Torture. We’ve heard that word a lot lately. Newly released documents give us embarrassing facts about how we have treated terror suspects since 9/11. We are told that a multitude of photographs documenting our government’s practices toward the enemy are forthcoming.

So the great debate is on. What do we do about what some call “enhanced techniques?” Have they helped procure valuable information that could protect us from our enemies? Have we gone too far? Or is this torture debate simply another chance for Democrats and Republicans to shoot at one another?

Jane Mayer, a writer with impeccable credentials, has written about our government’s recent policies on torture. She calls her book, The Dark Side. She connects the dots of the slow process of beginning to embrace torture as the stated policy of our country. She charges that “the war on terror evolved into a war on American ideals.”

Following September 11th our whole country was gripped with fear. In a fever of fear and anxiety the settled foundations seemed to shake. We all worried about other attacks. Strange words like Anthrax and Orange alerts slipped into our vocabulary. Rage gripped us all. Our national leaders responded with a new plan to protect us. If we could round up the culprits, squeeze information out of those captured, our country would be safer from further attacks.

So in a climate of national fear secret decisions were made at the highest levels of our government. Their conclusions took us down a road we have rarely walked down in our history. But we must be fair to the Bush administration. Lincoln suspended habeas corpus during the Civil War. Andrew Jackson treated Native Americans as less than human. President Roosevelt imprisoned Americans of Japanese descent during World War II. To these dark chapters we could add the nation‘s cruelty toward African Americans. One wonders what future generations will say about our response to gays and immigrants.

Knowing all of this, the historian, Arthur Schlesinger said of the Bush’s administration’s policy on torture: No position taken has done more damage to our American reputation around the world—ever." Mayer points out that the revision of rules in our treatment of our enemies was a dramatic break with the past.

In 1775 when American was waging war for independence against Britain, George Washington said that this new land would not follow the example of England at that time. "Treat (the enemy) with humanity, and let them have no reason to complain of our copying the brutal example of the British army in their treatment of our unfortunate brethren…Provide everything necessary for them on the road.”

After the traumas of Nazi Germany were revealed the United States joined with 150 other countries in 1949 to sign the following document: "Neither physical nor mental torture nor any other form of coercion may be inflicted on prisoners of war to secure from them information of any kind whatsoever.” Even in the most trying of times Republican and Democratic administrations have stood by this pledge.

What are we to do with all this newly released information?
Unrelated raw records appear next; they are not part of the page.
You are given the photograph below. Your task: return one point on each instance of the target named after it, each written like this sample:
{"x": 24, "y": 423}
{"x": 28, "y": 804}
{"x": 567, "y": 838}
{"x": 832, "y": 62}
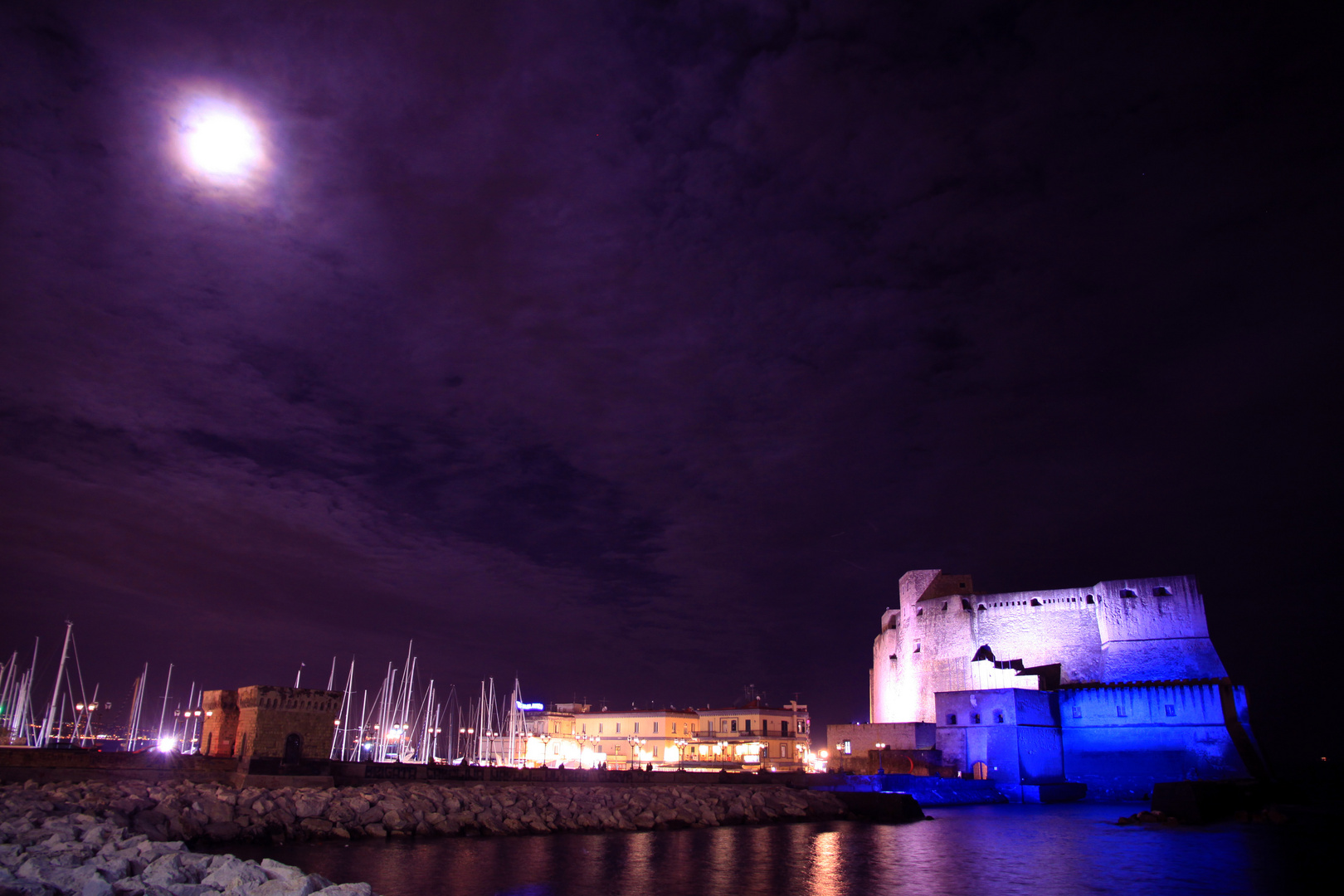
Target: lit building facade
{"x": 637, "y": 738}
{"x": 1114, "y": 685}
{"x": 752, "y": 737}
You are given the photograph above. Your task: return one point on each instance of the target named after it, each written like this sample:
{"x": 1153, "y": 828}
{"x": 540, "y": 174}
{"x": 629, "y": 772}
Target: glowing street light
{"x": 221, "y": 141}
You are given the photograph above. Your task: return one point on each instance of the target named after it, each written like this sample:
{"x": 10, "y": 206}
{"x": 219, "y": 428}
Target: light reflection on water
{"x": 1001, "y": 850}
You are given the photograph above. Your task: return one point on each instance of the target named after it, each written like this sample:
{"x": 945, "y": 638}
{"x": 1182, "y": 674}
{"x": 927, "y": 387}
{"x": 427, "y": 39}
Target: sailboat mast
{"x": 162, "y": 711}
{"x": 56, "y": 694}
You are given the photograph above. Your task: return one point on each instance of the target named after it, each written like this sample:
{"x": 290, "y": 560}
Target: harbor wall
{"x": 187, "y": 811}
{"x": 21, "y": 765}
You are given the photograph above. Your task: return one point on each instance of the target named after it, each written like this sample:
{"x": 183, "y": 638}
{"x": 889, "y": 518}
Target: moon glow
{"x": 221, "y": 141}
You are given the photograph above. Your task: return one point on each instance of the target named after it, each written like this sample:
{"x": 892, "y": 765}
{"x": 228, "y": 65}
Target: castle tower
{"x": 1127, "y": 631}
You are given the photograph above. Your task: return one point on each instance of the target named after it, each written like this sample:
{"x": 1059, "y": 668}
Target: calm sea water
{"x": 977, "y": 850}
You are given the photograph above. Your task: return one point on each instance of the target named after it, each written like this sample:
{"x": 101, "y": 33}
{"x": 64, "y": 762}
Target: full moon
{"x": 221, "y": 141}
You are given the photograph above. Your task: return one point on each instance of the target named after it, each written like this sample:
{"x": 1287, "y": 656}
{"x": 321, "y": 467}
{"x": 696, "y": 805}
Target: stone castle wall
{"x": 258, "y": 720}
{"x": 1112, "y": 631}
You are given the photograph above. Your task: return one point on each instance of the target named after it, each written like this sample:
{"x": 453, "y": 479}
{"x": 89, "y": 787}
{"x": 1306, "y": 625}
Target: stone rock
{"x": 280, "y": 871}
{"x": 26, "y": 889}
{"x": 168, "y": 869}
{"x": 309, "y": 805}
{"x": 95, "y": 885}
{"x": 236, "y": 874}
{"x": 347, "y": 889}
{"x": 191, "y": 889}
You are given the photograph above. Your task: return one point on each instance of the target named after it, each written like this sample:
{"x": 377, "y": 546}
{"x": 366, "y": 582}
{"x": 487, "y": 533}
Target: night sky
{"x": 637, "y": 348}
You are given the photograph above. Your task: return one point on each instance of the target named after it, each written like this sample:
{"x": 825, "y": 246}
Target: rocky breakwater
{"x": 77, "y": 855}
{"x": 190, "y": 811}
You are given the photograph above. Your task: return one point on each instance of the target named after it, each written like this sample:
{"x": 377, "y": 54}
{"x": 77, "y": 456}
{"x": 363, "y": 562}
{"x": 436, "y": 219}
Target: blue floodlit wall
{"x": 1116, "y": 739}
{"x": 1120, "y": 740}
{"x": 1124, "y": 631}
{"x": 1015, "y": 733}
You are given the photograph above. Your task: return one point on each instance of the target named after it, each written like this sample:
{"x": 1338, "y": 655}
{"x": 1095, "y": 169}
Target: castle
{"x": 1116, "y": 687}
{"x": 1109, "y": 633}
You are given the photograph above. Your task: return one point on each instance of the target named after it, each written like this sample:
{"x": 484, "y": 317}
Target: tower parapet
{"x": 1127, "y": 631}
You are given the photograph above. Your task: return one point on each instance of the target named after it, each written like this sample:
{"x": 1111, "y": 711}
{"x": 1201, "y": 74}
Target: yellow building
{"x": 753, "y": 737}
{"x": 636, "y": 738}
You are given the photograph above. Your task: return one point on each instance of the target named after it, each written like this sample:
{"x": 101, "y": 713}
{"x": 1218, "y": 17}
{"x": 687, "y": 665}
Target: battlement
{"x": 1148, "y": 629}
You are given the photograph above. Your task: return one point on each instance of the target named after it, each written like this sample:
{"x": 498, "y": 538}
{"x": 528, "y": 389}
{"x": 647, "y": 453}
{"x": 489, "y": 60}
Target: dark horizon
{"x": 637, "y": 349}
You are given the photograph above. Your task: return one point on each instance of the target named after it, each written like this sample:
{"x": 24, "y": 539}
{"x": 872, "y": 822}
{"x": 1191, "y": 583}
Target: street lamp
{"x": 635, "y": 742}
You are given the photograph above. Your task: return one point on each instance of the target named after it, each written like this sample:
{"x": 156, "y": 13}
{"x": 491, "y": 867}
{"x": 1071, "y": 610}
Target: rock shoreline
{"x": 127, "y": 839}
{"x": 210, "y": 811}
{"x": 77, "y": 855}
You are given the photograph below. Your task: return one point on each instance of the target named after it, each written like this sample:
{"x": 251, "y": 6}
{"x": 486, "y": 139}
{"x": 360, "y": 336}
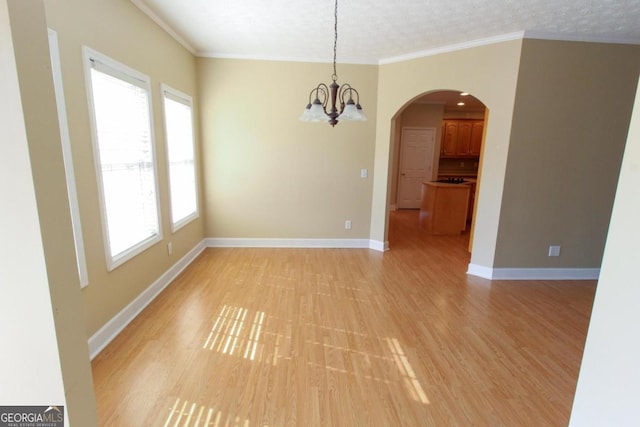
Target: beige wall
{"x": 609, "y": 383}
{"x": 414, "y": 115}
{"x": 268, "y": 175}
{"x": 490, "y": 74}
{"x": 119, "y": 30}
{"x": 570, "y": 121}
{"x": 31, "y": 305}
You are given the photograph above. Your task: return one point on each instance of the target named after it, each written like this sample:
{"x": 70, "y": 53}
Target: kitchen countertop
{"x": 467, "y": 181}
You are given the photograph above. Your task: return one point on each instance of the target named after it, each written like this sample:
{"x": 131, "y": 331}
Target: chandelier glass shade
{"x": 343, "y": 102}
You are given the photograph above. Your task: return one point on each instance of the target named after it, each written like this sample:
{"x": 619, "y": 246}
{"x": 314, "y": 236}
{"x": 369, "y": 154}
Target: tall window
{"x": 178, "y": 113}
{"x": 120, "y": 103}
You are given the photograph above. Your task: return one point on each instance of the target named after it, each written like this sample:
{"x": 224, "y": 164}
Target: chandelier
{"x": 316, "y": 111}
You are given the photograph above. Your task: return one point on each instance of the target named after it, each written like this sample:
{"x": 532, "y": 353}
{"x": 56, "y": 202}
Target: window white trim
{"x": 183, "y": 98}
{"x": 119, "y": 70}
{"x": 67, "y": 157}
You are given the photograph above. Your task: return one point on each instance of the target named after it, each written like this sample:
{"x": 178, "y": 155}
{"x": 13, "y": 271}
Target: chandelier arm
{"x": 335, "y": 42}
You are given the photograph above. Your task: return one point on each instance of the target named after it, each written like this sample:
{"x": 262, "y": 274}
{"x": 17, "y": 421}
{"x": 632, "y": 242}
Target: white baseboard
{"x": 232, "y": 242}
{"x": 379, "y": 246}
{"x": 113, "y": 327}
{"x": 534, "y": 273}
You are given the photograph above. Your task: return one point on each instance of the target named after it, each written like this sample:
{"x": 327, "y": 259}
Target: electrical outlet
{"x": 554, "y": 250}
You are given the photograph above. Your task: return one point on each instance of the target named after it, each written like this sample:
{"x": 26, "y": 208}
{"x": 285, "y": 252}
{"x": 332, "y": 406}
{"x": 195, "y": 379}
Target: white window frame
{"x": 177, "y": 96}
{"x": 74, "y": 206}
{"x": 142, "y": 80}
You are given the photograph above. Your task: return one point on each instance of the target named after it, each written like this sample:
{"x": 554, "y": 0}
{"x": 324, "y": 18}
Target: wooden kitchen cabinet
{"x": 449, "y": 138}
{"x": 477, "y": 131}
{"x": 461, "y": 138}
{"x": 444, "y": 208}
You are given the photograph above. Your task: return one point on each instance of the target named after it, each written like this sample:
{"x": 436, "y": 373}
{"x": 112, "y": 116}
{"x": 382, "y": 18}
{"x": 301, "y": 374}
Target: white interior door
{"x": 417, "y": 148}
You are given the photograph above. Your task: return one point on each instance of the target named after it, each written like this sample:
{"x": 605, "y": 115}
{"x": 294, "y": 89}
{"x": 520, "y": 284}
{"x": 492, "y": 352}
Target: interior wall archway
{"x": 490, "y": 73}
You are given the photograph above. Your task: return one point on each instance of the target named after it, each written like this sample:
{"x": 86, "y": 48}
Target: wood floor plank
{"x": 347, "y": 337}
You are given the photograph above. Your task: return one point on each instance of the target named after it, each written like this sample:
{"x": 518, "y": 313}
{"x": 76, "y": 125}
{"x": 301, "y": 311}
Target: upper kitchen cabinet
{"x": 477, "y": 130}
{"x": 461, "y": 138}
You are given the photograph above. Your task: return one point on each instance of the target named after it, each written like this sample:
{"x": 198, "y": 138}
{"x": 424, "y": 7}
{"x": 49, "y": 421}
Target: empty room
{"x": 338, "y": 213}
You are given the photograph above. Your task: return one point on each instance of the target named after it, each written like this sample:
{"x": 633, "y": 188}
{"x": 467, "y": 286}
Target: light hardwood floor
{"x": 348, "y": 337}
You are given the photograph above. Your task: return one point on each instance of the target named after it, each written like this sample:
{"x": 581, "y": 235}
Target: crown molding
{"x": 452, "y": 48}
{"x": 155, "y": 18}
{"x": 539, "y": 35}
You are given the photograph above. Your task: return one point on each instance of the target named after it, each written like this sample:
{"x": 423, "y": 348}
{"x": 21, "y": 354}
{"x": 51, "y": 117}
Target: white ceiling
{"x": 375, "y": 31}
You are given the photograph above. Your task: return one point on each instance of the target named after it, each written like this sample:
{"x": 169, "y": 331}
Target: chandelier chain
{"x": 335, "y": 42}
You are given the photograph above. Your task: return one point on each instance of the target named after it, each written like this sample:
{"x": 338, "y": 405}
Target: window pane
{"x": 180, "y": 151}
{"x": 123, "y": 129}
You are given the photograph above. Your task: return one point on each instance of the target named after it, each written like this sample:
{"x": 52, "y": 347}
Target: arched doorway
{"x": 459, "y": 122}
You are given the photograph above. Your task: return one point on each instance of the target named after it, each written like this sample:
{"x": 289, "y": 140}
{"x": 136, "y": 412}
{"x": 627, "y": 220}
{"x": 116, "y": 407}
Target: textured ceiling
{"x": 374, "y": 31}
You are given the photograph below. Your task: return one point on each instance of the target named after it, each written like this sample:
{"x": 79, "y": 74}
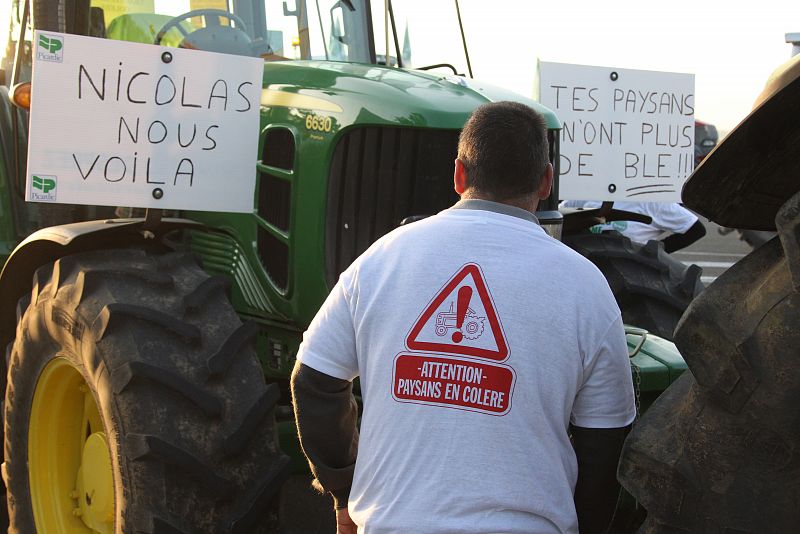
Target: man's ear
{"x": 460, "y": 177}
{"x": 547, "y": 183}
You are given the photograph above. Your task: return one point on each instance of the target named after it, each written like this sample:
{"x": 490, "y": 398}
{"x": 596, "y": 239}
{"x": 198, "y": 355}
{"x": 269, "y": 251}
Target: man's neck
{"x": 528, "y": 203}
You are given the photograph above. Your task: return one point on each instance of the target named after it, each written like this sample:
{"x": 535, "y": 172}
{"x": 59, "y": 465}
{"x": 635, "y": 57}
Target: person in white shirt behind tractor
{"x": 683, "y": 226}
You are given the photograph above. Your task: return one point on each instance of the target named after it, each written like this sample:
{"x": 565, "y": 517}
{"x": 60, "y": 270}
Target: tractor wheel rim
{"x": 70, "y": 472}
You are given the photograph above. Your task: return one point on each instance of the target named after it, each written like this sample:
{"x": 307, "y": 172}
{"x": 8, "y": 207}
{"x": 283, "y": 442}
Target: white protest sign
{"x": 114, "y": 123}
{"x": 626, "y": 134}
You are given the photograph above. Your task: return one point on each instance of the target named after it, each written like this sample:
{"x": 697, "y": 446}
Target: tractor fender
{"x": 48, "y": 244}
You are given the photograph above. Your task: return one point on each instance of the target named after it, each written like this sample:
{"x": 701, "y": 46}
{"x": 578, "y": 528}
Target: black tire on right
{"x": 718, "y": 451}
{"x": 652, "y": 288}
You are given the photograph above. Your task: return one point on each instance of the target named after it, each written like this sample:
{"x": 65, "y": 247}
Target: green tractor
{"x": 146, "y": 393}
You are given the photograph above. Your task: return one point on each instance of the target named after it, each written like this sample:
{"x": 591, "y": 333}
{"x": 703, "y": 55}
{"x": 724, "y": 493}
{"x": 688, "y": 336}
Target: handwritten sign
{"x": 124, "y": 124}
{"x": 626, "y": 134}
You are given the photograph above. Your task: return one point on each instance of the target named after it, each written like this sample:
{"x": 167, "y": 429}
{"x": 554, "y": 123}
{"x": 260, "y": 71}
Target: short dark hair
{"x": 504, "y": 149}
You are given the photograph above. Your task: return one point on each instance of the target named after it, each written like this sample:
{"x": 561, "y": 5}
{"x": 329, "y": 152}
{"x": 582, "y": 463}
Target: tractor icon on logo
{"x": 472, "y": 327}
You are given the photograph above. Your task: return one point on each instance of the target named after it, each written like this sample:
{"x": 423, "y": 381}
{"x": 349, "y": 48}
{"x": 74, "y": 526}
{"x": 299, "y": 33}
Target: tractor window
{"x": 427, "y": 34}
{"x": 333, "y": 30}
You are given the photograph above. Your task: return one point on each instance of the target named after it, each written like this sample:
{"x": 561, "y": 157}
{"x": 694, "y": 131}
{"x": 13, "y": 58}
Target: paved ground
{"x": 715, "y": 252}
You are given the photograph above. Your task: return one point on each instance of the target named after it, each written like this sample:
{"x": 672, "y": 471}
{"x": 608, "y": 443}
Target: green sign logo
{"x": 45, "y": 185}
{"x": 51, "y": 44}
{"x": 50, "y": 48}
{"x": 43, "y": 188}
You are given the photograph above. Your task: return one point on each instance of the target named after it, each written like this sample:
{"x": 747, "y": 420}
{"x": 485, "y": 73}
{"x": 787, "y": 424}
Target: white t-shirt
{"x": 667, "y": 217}
{"x": 468, "y": 393}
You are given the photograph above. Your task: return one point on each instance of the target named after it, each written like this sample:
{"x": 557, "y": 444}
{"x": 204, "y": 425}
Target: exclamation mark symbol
{"x": 464, "y": 296}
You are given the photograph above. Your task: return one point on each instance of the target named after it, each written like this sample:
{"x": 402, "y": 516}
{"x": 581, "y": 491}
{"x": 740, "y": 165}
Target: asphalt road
{"x": 715, "y": 253}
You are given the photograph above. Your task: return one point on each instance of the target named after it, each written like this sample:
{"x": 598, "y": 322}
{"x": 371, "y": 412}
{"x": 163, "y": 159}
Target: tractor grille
{"x": 274, "y": 202}
{"x": 378, "y": 177}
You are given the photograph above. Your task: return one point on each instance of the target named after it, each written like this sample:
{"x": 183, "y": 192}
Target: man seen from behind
{"x": 482, "y": 344}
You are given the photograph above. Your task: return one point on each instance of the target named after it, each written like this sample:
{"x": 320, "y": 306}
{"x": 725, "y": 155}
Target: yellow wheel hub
{"x": 71, "y": 477}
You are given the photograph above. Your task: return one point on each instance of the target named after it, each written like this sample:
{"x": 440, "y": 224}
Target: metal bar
{"x": 464, "y": 40}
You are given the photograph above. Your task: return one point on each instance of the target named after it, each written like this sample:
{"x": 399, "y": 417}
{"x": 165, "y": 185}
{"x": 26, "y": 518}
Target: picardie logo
{"x": 50, "y": 48}
{"x": 43, "y": 188}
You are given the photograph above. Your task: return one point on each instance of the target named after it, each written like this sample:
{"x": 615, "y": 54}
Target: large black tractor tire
{"x": 718, "y": 451}
{"x": 142, "y": 353}
{"x": 652, "y": 288}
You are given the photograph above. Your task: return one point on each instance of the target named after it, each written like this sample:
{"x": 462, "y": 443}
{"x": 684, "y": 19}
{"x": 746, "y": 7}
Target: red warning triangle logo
{"x": 461, "y": 319}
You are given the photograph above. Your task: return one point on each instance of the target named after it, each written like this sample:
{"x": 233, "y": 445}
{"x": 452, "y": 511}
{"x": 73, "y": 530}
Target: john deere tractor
{"x": 146, "y": 393}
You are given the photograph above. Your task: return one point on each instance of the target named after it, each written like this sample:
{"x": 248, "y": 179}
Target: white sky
{"x": 731, "y": 47}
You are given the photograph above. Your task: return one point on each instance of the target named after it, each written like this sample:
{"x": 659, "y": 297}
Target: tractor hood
{"x": 745, "y": 180}
{"x": 370, "y": 94}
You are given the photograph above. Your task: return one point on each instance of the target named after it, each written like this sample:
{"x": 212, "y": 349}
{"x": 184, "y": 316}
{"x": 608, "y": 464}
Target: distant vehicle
{"x": 705, "y": 139}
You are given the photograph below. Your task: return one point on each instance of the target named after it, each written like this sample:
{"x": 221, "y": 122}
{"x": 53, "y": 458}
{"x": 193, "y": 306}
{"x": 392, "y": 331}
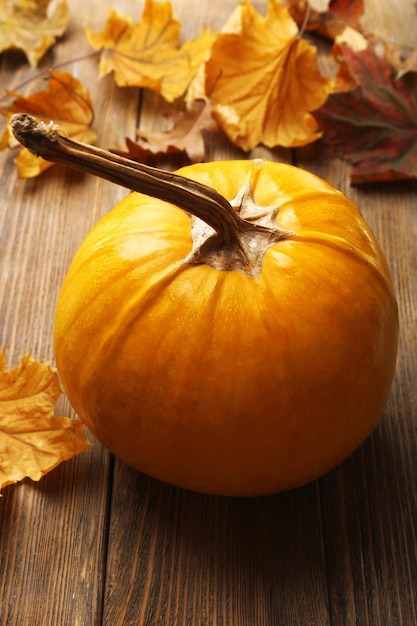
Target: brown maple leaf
{"x": 263, "y": 80}
{"x": 65, "y": 102}
{"x": 32, "y": 26}
{"x": 329, "y": 23}
{"x": 186, "y": 133}
{"x": 147, "y": 54}
{"x": 374, "y": 126}
{"x": 32, "y": 440}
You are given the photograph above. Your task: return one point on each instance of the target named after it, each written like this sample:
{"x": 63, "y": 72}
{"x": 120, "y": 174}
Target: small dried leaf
{"x": 264, "y": 80}
{"x": 66, "y": 102}
{"x": 327, "y": 22}
{"x": 374, "y": 125}
{"x": 32, "y": 25}
{"x": 186, "y": 133}
{"x": 32, "y": 440}
{"x": 147, "y": 54}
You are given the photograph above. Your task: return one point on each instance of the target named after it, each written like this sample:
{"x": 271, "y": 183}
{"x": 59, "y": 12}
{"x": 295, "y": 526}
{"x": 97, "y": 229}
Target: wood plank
{"x": 53, "y": 534}
{"x": 369, "y": 504}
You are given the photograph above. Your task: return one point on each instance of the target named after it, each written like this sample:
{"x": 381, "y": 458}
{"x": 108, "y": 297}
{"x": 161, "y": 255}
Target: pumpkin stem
{"x": 46, "y": 141}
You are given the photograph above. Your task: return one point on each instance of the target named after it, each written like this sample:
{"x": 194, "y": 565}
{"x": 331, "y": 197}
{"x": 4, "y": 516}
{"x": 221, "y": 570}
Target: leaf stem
{"x": 46, "y": 141}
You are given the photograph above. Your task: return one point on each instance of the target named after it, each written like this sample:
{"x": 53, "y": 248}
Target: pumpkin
{"x": 243, "y": 346}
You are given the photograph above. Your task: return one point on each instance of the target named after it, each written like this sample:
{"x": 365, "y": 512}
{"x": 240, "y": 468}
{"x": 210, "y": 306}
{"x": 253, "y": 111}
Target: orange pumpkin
{"x": 240, "y": 363}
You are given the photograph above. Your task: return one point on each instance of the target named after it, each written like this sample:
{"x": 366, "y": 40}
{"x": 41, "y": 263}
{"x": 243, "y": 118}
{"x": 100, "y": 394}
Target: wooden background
{"x": 97, "y": 543}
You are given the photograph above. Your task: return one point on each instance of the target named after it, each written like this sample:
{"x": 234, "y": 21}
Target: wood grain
{"x": 95, "y": 543}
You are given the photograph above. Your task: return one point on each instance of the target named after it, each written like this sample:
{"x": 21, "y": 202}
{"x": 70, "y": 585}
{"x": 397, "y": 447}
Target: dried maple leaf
{"x": 32, "y": 25}
{"x": 66, "y": 102}
{"x": 32, "y": 440}
{"x": 147, "y": 54}
{"x": 186, "y": 133}
{"x": 263, "y": 79}
{"x": 374, "y": 126}
{"x": 328, "y": 23}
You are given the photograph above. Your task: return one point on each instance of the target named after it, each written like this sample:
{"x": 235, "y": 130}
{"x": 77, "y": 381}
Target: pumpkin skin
{"x": 215, "y": 380}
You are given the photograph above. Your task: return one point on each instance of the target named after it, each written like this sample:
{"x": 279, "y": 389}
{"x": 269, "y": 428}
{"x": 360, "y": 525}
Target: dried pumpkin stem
{"x": 46, "y": 141}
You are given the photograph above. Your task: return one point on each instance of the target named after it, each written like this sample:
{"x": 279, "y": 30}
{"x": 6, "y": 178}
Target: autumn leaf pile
{"x": 258, "y": 81}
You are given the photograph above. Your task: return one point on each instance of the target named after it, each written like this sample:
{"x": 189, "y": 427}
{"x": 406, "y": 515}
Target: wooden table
{"x": 97, "y": 543}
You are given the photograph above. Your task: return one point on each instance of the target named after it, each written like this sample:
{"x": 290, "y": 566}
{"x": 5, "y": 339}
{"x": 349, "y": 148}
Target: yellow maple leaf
{"x": 263, "y": 79}
{"x": 32, "y": 440}
{"x": 147, "y": 54}
{"x": 32, "y": 25}
{"x": 66, "y": 102}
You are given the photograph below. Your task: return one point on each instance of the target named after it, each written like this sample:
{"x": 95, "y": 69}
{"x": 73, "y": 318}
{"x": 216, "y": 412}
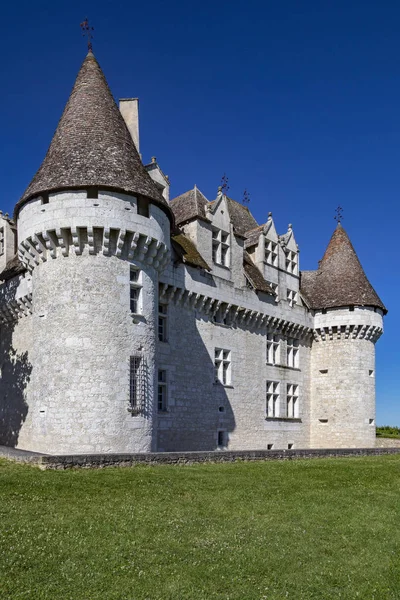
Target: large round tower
{"x": 347, "y": 323}
{"x": 94, "y": 231}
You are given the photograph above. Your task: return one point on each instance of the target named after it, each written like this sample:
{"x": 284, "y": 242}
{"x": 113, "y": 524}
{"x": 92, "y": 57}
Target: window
{"x": 292, "y": 400}
{"x": 273, "y": 349}
{"x": 272, "y": 398}
{"x": 271, "y": 253}
{"x": 162, "y": 322}
{"x": 136, "y": 391}
{"x": 222, "y": 316}
{"x": 220, "y": 247}
{"x": 136, "y": 289}
{"x": 292, "y": 352}
{"x": 291, "y": 261}
{"x": 221, "y": 439}
{"x": 274, "y": 287}
{"x": 143, "y": 207}
{"x": 291, "y": 296}
{"x": 162, "y": 390}
{"x": 222, "y": 362}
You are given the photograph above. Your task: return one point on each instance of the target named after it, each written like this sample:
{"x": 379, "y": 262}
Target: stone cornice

Should we let the issue settle down and go about our work? Perhaps say that the subscribed rules do not apply in a time of grave crisis? Or should we establish some bipartisan Commission that would investigate this matter and let the American people read the findings for themselves.

Our new President has resisted appointing a commission to investigate torture. His reasoning is sound. With the problems of economy, job loss, foreclosures, war and heath care—can we add the issue of torture to this list? The rule of law cannot be trivialized or ignored.

Whatever choices we make in debating torture, we owe the world an apology for the way we have mistreated many during these troublesome days. We have not lived up to our own standards. We also need to censure whoever drafted and carried out these terrible decisions. Ignoring important documents like the Geneva Convention cannot be an option. Consequently we need to recommit ourselves to the rule of law which has been our standard since our beginnings.

Frederick Nietzsche once warned that,"He who does battle with monsters needs to watch out lest he in the process becomes a monster himself." Learning from our painful mistakes may not only make us a better people but will send a powerful message to our friends and enemies around the world.